Monday, October 7, 2013

pass the chicken


A cold rainy Sunday is a good time to work on projects, like the family recipe book. The idea for this book started out as a collection of favorite family recipes gathered from some great cooks who are gone but not forgotten, with additions to the collection by the younger generations too.



But when talking to the Tidwells and asking for recipes, you get a whole lot more, the family stories that go along with them. Good food is a common thread (possibly starting with a Thanksgiving Day 1937 wedding?) and where there is good food there is a gathering of family and friends and always a good story to go along with it.


It was a simpler time, when flour came in fabric sacks which were then washed and used to make clothes or quilts. When eggs were brown and fresh and milk separated with the cream on top, churns to make butter and buttermilk. A time of using what you had or could grow. A time of fat back and lard, of making things from scratch. A time when we could eat raw dough or cake batter. A time of aprons and sewing and patterns. A time when the grocery store had live chickens walking around in the store window in sawdust. When the platter of fried chicken on Sunday included a pulley bone - the most popular piece of white meat chicken that folks would fight over. 

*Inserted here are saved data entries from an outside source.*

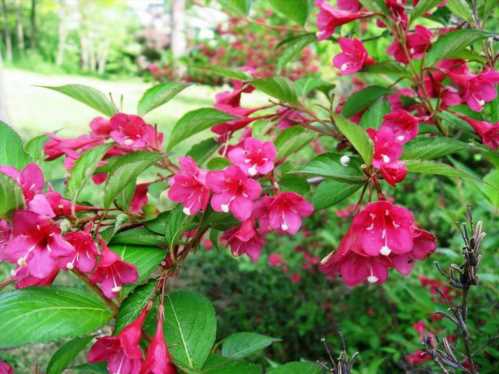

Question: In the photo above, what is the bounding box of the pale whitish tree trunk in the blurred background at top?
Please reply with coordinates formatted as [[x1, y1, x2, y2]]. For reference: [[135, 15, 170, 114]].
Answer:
[[170, 0, 187, 77]]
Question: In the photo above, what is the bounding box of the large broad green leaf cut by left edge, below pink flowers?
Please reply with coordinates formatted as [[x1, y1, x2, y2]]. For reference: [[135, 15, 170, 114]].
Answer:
[[0, 287, 112, 348]]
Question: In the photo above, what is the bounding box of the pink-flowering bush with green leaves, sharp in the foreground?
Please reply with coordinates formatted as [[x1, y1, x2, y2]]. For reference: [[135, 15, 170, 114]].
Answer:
[[0, 0, 499, 373]]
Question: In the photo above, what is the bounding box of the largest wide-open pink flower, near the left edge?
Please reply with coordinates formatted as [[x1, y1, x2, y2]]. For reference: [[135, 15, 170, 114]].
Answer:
[[3, 210, 74, 279]]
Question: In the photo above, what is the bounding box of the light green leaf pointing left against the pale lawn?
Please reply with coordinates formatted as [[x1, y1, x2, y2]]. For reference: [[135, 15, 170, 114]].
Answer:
[[41, 84, 118, 117]]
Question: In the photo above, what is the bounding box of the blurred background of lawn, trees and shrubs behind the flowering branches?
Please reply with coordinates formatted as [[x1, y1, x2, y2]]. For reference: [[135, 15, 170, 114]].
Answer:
[[0, 0, 499, 373]]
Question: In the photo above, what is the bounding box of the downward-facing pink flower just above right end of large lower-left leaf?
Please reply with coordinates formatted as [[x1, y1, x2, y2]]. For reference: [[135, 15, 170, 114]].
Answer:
[[90, 242, 138, 299]]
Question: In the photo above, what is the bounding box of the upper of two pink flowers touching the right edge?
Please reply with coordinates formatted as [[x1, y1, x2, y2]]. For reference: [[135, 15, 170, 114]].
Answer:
[[449, 70, 499, 112]]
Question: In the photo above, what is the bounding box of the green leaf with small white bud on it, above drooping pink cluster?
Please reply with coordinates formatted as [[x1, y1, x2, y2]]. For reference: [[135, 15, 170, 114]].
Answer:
[[296, 153, 365, 184]]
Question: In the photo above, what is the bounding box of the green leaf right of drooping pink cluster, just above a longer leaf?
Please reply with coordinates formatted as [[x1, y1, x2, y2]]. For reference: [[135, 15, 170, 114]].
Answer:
[[402, 137, 468, 160]]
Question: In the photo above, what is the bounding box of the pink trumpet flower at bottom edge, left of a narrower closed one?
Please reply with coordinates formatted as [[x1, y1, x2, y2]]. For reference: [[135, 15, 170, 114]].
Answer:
[[87, 309, 147, 374]]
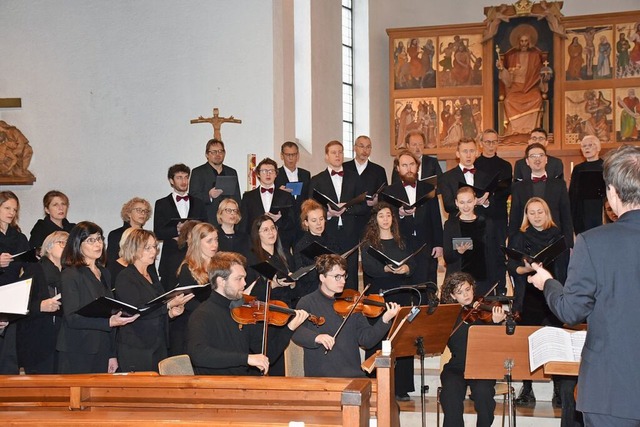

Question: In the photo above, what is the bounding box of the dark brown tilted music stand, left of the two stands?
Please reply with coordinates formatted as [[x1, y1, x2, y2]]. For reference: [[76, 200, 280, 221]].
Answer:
[[388, 304, 460, 427]]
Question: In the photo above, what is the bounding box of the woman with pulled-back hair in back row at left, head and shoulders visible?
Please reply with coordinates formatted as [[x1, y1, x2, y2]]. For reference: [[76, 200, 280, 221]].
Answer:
[[29, 190, 75, 249]]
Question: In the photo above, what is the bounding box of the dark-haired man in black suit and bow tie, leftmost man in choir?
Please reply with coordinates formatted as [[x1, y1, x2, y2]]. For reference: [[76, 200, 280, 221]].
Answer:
[[153, 163, 207, 290]]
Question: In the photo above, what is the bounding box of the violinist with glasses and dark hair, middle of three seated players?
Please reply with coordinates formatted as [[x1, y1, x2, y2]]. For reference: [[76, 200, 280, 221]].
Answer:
[[293, 254, 400, 377]]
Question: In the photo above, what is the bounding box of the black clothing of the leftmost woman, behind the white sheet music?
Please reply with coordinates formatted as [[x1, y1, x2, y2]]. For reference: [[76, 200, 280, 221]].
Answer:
[[0, 226, 29, 375]]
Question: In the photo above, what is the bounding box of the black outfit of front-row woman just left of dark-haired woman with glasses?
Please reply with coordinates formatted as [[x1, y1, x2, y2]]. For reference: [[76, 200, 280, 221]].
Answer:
[[17, 257, 62, 374]]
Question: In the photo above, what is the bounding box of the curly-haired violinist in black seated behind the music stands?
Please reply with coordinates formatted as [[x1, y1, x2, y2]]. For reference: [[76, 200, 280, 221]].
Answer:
[[440, 272, 507, 427]]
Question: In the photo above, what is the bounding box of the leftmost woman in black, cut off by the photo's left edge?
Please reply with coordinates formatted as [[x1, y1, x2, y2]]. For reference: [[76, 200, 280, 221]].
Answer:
[[0, 191, 29, 375]]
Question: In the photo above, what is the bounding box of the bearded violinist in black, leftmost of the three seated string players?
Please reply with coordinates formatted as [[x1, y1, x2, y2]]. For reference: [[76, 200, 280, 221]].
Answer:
[[187, 252, 309, 375]]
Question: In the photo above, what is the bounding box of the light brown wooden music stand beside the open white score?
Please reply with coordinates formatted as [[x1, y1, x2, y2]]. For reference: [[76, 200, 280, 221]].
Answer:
[[464, 325, 549, 427]]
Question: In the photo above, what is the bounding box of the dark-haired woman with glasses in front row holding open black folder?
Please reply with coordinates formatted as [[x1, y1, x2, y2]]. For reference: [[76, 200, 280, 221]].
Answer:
[[56, 221, 139, 374]]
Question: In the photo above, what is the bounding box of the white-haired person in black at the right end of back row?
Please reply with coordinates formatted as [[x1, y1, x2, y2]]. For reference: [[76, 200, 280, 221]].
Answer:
[[569, 135, 605, 234]]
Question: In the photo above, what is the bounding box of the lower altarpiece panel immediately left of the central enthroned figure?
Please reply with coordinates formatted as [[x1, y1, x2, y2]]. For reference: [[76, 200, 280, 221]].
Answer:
[[438, 96, 483, 149]]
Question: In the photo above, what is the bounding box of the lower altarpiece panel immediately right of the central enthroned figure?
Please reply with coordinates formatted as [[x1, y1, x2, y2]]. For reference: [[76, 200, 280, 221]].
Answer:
[[564, 89, 614, 145]]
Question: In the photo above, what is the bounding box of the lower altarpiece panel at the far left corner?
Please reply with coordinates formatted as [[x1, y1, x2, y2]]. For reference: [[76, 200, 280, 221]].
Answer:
[[394, 97, 438, 150]]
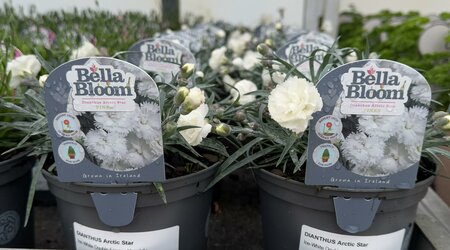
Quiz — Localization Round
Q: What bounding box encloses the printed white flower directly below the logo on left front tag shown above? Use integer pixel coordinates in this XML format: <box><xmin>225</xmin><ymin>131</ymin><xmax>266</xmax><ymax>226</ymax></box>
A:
<box><xmin>94</xmin><ymin>104</ymin><xmax>139</xmax><ymax>135</ymax></box>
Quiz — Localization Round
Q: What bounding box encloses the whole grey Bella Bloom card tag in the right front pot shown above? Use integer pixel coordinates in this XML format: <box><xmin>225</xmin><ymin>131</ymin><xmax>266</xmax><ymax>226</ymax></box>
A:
<box><xmin>305</xmin><ymin>60</ymin><xmax>431</xmax><ymax>189</ymax></box>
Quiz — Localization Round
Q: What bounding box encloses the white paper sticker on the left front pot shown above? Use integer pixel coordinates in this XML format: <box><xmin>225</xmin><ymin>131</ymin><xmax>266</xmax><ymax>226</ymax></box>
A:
<box><xmin>73</xmin><ymin>222</ymin><xmax>180</xmax><ymax>250</ymax></box>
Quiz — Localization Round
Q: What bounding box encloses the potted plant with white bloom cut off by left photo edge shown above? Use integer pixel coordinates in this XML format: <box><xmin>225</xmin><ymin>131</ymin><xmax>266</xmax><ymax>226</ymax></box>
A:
<box><xmin>0</xmin><ymin>42</ymin><xmax>45</xmax><ymax>247</ymax></box>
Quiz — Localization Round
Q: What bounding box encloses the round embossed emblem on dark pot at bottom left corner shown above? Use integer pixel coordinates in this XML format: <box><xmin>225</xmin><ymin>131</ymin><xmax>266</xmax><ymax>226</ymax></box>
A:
<box><xmin>0</xmin><ymin>210</ymin><xmax>20</xmax><ymax>246</ymax></box>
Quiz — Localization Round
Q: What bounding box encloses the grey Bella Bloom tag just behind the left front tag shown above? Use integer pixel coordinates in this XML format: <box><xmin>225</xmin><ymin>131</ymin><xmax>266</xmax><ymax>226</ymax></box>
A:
<box><xmin>127</xmin><ymin>38</ymin><xmax>195</xmax><ymax>82</ymax></box>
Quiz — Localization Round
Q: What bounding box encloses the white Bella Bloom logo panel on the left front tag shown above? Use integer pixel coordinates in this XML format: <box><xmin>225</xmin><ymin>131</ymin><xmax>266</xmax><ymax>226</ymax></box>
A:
<box><xmin>66</xmin><ymin>59</ymin><xmax>136</xmax><ymax>111</ymax></box>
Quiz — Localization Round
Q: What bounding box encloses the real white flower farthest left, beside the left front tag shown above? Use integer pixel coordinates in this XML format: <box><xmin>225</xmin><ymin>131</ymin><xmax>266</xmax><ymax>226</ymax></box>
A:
<box><xmin>6</xmin><ymin>55</ymin><xmax>41</xmax><ymax>88</ymax></box>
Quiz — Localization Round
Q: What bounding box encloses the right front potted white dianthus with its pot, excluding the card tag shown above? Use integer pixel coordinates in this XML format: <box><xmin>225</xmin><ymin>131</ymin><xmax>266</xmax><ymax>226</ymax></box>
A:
<box><xmin>207</xmin><ymin>41</ymin><xmax>450</xmax><ymax>249</ymax></box>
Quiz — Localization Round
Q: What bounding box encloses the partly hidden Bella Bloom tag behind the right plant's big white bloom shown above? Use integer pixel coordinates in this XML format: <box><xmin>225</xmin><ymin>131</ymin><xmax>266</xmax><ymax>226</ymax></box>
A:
<box><xmin>277</xmin><ymin>31</ymin><xmax>334</xmax><ymax>78</ymax></box>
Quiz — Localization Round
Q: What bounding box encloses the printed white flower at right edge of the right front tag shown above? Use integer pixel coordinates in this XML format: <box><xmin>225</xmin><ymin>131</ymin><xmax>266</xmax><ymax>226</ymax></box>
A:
<box><xmin>397</xmin><ymin>106</ymin><xmax>428</xmax><ymax>146</ymax></box>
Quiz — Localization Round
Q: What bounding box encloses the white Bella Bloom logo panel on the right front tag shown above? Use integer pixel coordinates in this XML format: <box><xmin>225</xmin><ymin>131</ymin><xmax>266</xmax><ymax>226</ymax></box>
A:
<box><xmin>341</xmin><ymin>63</ymin><xmax>411</xmax><ymax>115</ymax></box>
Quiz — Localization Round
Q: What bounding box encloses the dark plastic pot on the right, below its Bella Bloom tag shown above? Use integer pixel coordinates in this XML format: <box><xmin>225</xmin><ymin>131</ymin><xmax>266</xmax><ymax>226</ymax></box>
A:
<box><xmin>257</xmin><ymin>170</ymin><xmax>434</xmax><ymax>250</ymax></box>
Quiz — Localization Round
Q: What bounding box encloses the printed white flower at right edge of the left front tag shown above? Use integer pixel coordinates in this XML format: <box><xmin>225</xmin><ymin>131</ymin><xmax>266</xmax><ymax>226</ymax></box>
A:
<box><xmin>133</xmin><ymin>102</ymin><xmax>161</xmax><ymax>142</ymax></box>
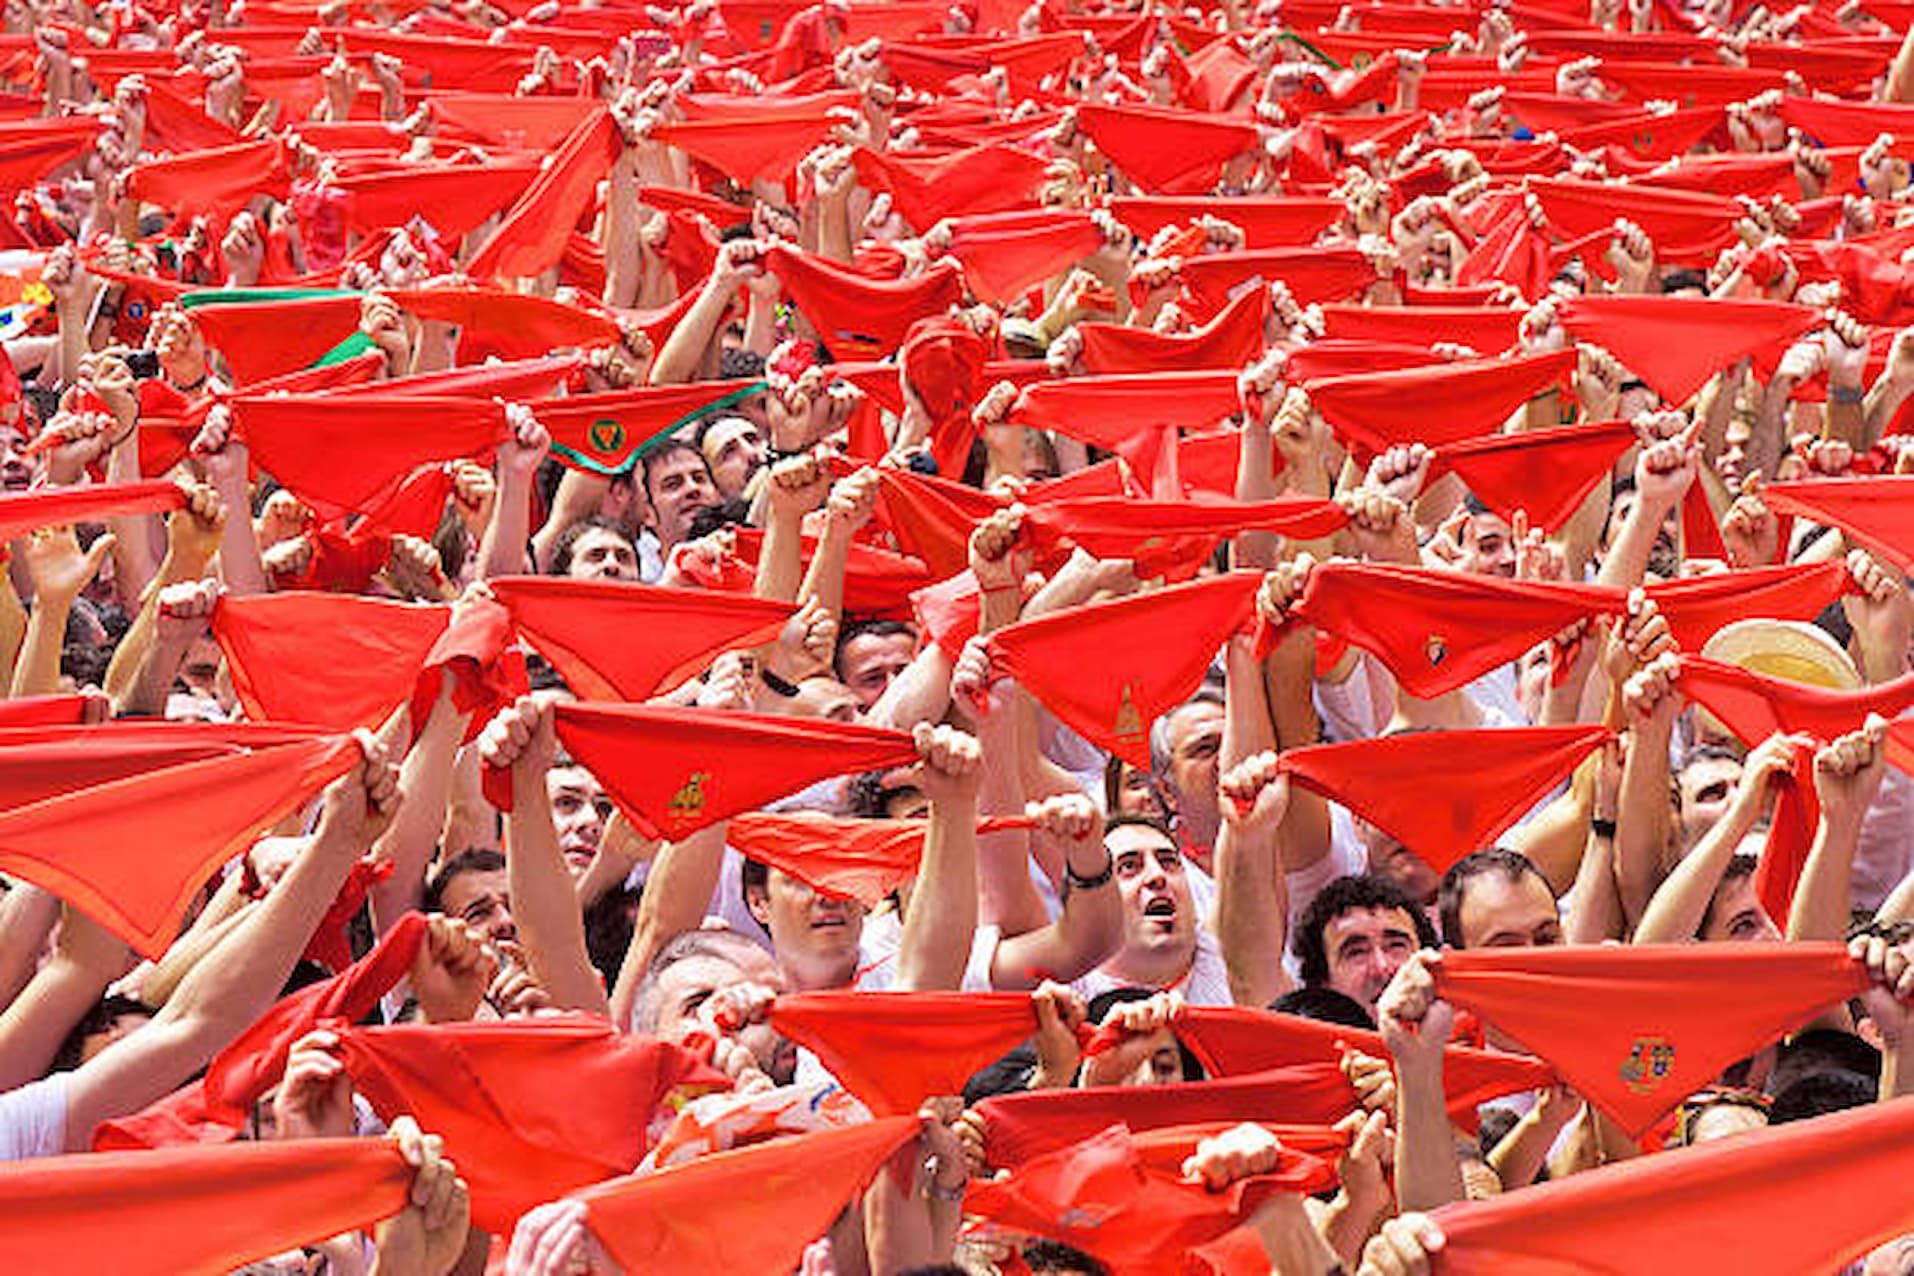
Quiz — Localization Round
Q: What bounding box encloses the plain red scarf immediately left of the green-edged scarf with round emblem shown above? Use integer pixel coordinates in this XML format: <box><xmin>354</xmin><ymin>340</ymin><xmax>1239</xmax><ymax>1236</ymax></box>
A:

The deeper I get into this project, the more I want to include not just recipes - our heritage consists of people and places, structures and values and photos and quilts and heirlooms and memories and stories, the people who came before us and were examples and helped raise us and taught us many things including cooking.

Gathering family recipes and stories together is like piecing together a patchwork quilt, one made of flour sacks.

Thanks to all the cooks that came before us, thanks for the good food and good times and great stories and cherished heirlooms, we are smiling just thinking about you!


Working with all these good recipes makes me hungry, I may just have to test some. Does anyone make lemon meringue pie anymore? And what ever happened to the pulley bone?